Sedih ! Kisah Nenek Cicih yang Digugat 4 Anak Kandungnya Sebesar 1.6 Miliar,Penyebabnya Warisan!
Seumur hidupnya, perempuan berusia 78 tahun bernama Cicih warga Jalan Embah Jaksa Kecamatan Cibiru Kota Bandung
TRIBUNSUMSEL.COM -- Seumur hidupnya, perempuan berusia 78 tahun bernama Cicih warga Jalan Embah Jaksa Kecamatan Cibiru Kota Bandung ini baru pertama kali menginjakan kaki di Pengadilan Negeri Bandung pada Selasa (20/2/2018).
Tempat berkumpulnya para penegak hukum, jaksa, hakim dan polisi dalam mengurus perkara hukum.
Kemarin, Cicih pertama kali juga seumur hidupnya berurusan dengan hukum.
Ia dituntut untuk membayar Rp 1,6 miliar.
Empat anaknya hasil pernikahan dengan S Udin (80), yakni Ai Sukawati, Dede Rohayati, Aji Rusbandi dan Ai Komariah mengugat Cicih.
Kasusnya terdaftar dengan nomor perkara 8/PDT.G/2018/PN BDG
Sebabnya, Cicih bersama tergugat lainnya yakni Iis Rila Sundari dianggap melakukan perbuatan melawan hukum atas tindakan Cicih menjual sebidang tanah seluas 91 meter persegi dari luas 332 meter persegi di Jalan Embah Jaksa pada Iis Rila Sundari.
Padahal, menurut para penggugat, mereka masih punya hak atas tanah yang dijual tersebut dan penggugat menuduh penjualan tanah tanpa sepengetahuan mereka.
Cicih bercerita, sebelum meninggal suaminya sudah membagi tanah pada semua anaknya.
Semua anak-anaknya tersebut sudah mendapat bagian.
Adapun tanah yang dijual Cicih adalah bagian dari haknya sebagai istri yang dibuktikan dengan surat waris dari suaminya yang ditandatangani di atas materai pada 4 Januari 2006 dengan saksi ketua RT dan RW setempat.
"Rumah yang dijual rumah yang di depan, dijual ke Bu Iis seharga Rp 250 juta, bu Iis ini dia bidan. Kenapa saya jual, karena saya butuh uang untuk keperluan sehari-hari. Saya memang ada uang pensiun Rp 1,2 juta dan ada uang hasil kontrakan. Tapi itu belum cukup," ujar Cicih di kediamannya, Rabu (21/2/2018).
Ia ditemani anak bungsu atau kelima dari pernikahannya dengan S Udin yakni Alit Karmilah (46). Alit bersama anaknya tinggal bersama Cicih.

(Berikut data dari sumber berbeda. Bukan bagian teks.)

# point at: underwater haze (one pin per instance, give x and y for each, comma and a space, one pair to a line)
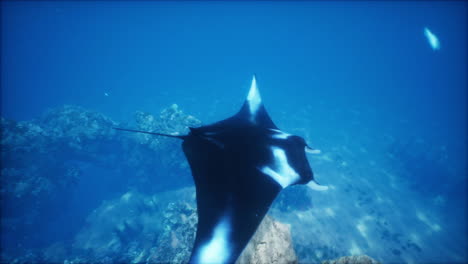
379, 87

Dari uang Rp 250 juta itu, sebagian uangnya ia pakai untuk merenovasi rumah lainnya yang tidak jauh dari lokasi rumah Cicih.
Sisanya, digunakan untuk keperluan sehari-hari serta membayar utang atas uang yang dipinjam dan digunakan sehari-hari.
"Uangnya tidak semua buat makan saya, tapi ada buat renovasi rumah dan membiayai cucu-cucu saya yang juga anak-anak saya itu (penggugat). Ada empat anak (cucu) mereka yang tinggal disini, satu sampai lulus SMK dan ada juga yang dari bayi sampai usia enam tahun. Semuanya saya rawat disini. Uang penjualan itu untuk mencukupi kebutuhan kami semua yang tinggal disini. Kalau mengandalkan uang pensiunan dan kontrakan tidak cukup," ujar Cicih.
Alasan lainnya, Cicih merasa punya hak atas tanah yang dijual karena tanah didapat dari harta bersama selama pernikahan.
Apalagi, kata dia, anak-anaknya yang menggugat sudah mendapat warisan tanah dari S Udin namun ternyata dijual karena untuk keperluan mendesak.
"Saya ini sebagai orang tua tidak gegabah. Saat saya mau jual itu rumah, saya datangi anak-anak saya, saya datangi Aji Rusbandi tapi tidak ada dan saya bicara sama istrinya. Saya datangi Ai Sukawati, dia setuju rumah dijual. Tidak ada masalah. Tapi ternyata saya malah digugat. Kemarin saya pertama kali menginjakan kaki di pengadilan, ketemu pengacara dan hakim,"' kata Cicih.
"Semua sudah kebagian warisan dari bapak. Sedikitpun saya tidak ingin menguasai seluruhnya, saya berharap keluarga kembali rukun, kasihan ibu saya sudah tua," ujar Ali.
Sidang perdana kemarin mengagendaka mediasi. Para terguguat diwakilkan oleh kuasa hukum mereka. Pada sidang perdana, baru mengagendaka mediasi.